Peace in the Midst of Life: Advent Meditation, 12/4/2012
By: Rachel Jones
Peace: it does not mean to be in a place where there is
no noise, trouble, or hard work.
It means to be in the midst of those things and
still be calm in your heart.
Jesus gets kind of weird in Luke 10. He goes from sending the 70 out into the wilds of Judea to cast out demons and tell the story of God, to explaining to Martha that it’s OK to let some details slide every now and then. In the middle of the chapter, Jesus thanks God for revealing truth to simple people, and tells us the story of the Good Samaritan. Jesus covers a lot of ground here.
Last Advent, I was in the midst of a huge life transition – one of those that involved a moving truck, lots of boxes, and about 15 gallons of salty tears. I knew that my life was changing, and even though I was very grateful for the change, I felt like EVERYTHING was changing RIGHT THIS MINUTE, and there were moments when I was sure my head was going to explode in a cloud of exhaustion and worry before I ever got a single box packed and ready to move.
I would set myself task lists every night, and before I would let myself go ahead and cry and be sad, I had to get my tasks done.

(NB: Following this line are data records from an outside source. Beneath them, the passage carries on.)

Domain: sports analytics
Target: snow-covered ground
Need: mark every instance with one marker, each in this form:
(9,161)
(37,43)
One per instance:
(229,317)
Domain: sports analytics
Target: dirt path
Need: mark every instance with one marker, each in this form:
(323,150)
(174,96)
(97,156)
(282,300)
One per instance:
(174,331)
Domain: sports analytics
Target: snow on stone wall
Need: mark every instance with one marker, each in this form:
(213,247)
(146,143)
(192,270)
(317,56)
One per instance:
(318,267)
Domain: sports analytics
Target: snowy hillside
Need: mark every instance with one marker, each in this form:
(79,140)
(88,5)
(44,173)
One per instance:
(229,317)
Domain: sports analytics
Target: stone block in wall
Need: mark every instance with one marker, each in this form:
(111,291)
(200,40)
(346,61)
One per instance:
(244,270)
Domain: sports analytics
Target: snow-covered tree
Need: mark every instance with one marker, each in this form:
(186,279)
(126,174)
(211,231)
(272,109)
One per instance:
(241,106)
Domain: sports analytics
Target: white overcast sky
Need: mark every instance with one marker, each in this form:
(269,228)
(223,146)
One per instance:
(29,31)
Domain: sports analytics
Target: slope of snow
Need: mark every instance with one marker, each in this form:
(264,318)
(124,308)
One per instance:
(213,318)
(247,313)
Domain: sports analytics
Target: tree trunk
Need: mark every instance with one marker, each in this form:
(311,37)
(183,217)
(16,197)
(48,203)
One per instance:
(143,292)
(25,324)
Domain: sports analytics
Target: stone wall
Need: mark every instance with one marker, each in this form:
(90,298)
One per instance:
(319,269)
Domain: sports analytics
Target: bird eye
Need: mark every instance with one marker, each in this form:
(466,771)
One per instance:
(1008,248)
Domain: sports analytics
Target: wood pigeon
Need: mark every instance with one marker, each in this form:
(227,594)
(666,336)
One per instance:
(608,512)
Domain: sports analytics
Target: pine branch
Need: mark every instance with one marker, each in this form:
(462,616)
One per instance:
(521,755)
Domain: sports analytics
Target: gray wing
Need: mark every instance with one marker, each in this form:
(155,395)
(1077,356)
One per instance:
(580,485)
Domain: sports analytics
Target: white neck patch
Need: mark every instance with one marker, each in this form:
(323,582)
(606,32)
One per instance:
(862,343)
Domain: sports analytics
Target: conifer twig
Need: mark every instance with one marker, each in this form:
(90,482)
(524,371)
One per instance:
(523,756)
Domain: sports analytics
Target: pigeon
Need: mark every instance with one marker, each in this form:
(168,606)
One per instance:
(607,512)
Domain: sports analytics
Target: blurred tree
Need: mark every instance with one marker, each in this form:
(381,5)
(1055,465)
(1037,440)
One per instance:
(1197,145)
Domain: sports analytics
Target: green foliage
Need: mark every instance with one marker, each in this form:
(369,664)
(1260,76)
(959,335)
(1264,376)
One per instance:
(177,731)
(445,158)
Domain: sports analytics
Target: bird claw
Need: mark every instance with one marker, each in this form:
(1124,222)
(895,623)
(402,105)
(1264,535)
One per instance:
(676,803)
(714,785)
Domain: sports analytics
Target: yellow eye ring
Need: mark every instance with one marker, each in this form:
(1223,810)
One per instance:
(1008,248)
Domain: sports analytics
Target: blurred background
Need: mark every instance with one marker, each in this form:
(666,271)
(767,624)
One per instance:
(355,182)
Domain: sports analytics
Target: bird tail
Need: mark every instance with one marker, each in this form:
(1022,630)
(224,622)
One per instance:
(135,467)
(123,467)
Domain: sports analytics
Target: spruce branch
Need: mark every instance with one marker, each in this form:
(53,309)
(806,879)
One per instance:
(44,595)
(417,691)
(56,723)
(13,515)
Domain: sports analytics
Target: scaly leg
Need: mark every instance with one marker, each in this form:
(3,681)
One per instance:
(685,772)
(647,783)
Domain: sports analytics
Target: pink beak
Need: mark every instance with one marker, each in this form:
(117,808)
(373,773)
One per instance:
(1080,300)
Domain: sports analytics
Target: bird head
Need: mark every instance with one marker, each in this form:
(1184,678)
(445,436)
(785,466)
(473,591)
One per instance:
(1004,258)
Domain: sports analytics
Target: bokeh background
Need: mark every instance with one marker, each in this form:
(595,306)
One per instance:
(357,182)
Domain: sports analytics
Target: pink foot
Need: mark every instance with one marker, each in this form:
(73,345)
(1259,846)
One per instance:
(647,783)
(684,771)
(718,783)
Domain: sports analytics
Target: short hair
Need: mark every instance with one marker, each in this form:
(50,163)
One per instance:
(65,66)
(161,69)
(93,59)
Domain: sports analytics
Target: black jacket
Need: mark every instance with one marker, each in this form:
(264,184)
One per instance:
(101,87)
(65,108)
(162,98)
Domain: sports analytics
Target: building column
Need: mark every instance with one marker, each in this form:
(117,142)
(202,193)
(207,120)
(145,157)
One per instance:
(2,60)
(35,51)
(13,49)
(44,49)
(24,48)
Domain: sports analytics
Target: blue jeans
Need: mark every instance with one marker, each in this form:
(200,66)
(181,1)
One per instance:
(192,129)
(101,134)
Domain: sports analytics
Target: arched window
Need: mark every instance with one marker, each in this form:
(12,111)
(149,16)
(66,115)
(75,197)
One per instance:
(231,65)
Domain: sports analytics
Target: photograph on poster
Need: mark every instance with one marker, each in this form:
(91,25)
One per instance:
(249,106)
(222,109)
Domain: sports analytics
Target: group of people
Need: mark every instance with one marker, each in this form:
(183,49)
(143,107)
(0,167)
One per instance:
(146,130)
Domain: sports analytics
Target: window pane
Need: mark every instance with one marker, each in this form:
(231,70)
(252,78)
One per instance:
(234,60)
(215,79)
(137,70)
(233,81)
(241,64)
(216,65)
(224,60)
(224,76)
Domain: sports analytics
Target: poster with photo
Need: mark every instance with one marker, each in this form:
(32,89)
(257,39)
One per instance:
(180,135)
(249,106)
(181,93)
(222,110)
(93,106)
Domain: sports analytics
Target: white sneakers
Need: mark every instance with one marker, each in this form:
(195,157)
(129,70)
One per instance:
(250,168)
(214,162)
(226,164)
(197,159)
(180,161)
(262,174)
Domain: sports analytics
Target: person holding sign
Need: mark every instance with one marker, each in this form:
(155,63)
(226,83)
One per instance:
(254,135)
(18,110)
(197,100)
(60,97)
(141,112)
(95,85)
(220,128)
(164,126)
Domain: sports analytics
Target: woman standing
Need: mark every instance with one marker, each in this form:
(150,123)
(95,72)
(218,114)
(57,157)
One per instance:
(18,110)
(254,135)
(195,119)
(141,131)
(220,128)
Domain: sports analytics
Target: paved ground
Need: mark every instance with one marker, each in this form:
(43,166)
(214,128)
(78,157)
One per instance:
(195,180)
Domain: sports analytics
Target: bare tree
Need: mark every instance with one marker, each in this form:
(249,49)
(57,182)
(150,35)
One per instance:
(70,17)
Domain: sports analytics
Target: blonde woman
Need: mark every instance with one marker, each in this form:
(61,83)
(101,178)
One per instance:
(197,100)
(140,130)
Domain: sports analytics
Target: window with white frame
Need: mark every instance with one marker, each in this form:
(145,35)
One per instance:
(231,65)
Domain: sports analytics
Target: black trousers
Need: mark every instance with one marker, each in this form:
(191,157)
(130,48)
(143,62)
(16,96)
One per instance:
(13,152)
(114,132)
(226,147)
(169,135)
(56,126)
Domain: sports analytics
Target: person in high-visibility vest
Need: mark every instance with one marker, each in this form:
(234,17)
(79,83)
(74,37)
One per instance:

So many times, in the midst of cleaning, packing, organizing, and throwing away, I’d find myself talked out of my crying fit. Putting things in order and seeing that I really could find a little place of peace in between the boxes and heavy conversations made the nights not so dark or scary. Even on nights when I wasn’t able to keep the tears at bay, I was able to find some peace inside the assurance that God was definitely up to something, that I had not been brought this far to be dropped or forgotten.
The peace I was able to curl upside of wasn’t that dovey-hippy-demilitarized kind of peace we so often think of; this peace was certain, solid, and insistent that even though things weren’t OK, or all right, or even close to normal, at some point (because God is good) things would be just right. I think that may be the best thing I’ve ever learned during Advent, maybe one of the most important lessons I’ve ever learned as a Jesus person. Things in this life rarely look or sound or feel the way we think they should. We have to reconcile ourselves to living in a broken and dying world, and still have the nerve to fall in love with it, every single day.
We have to live with the hard edges, hurt, and injustice, and be utterly, righteously, and supremely convinced that it will not be this way, forever, that somewhere all is calm and all is bright. We have to be smart enough to be simple-minded in our relentless conviction in the childlike belief that things will get better, will be the way they should be, will be reconciled in ways we cannot possibly fathom or do on our own, so long as we honestly do our part of loving and believing in a God who is greater than we can ask for or imagine.
Prayer for Quiet Confidence
O God of peace, who hast taught us that in returning and rest we shall be saved, in quietness and confidence shall be our strength: By the might of thy Spirit lift us, we pray thee, to thy presence, where we may be still and know that thou art God; through Jesus Christ our Lord. Amen (Book of Common Prayer, p. 832).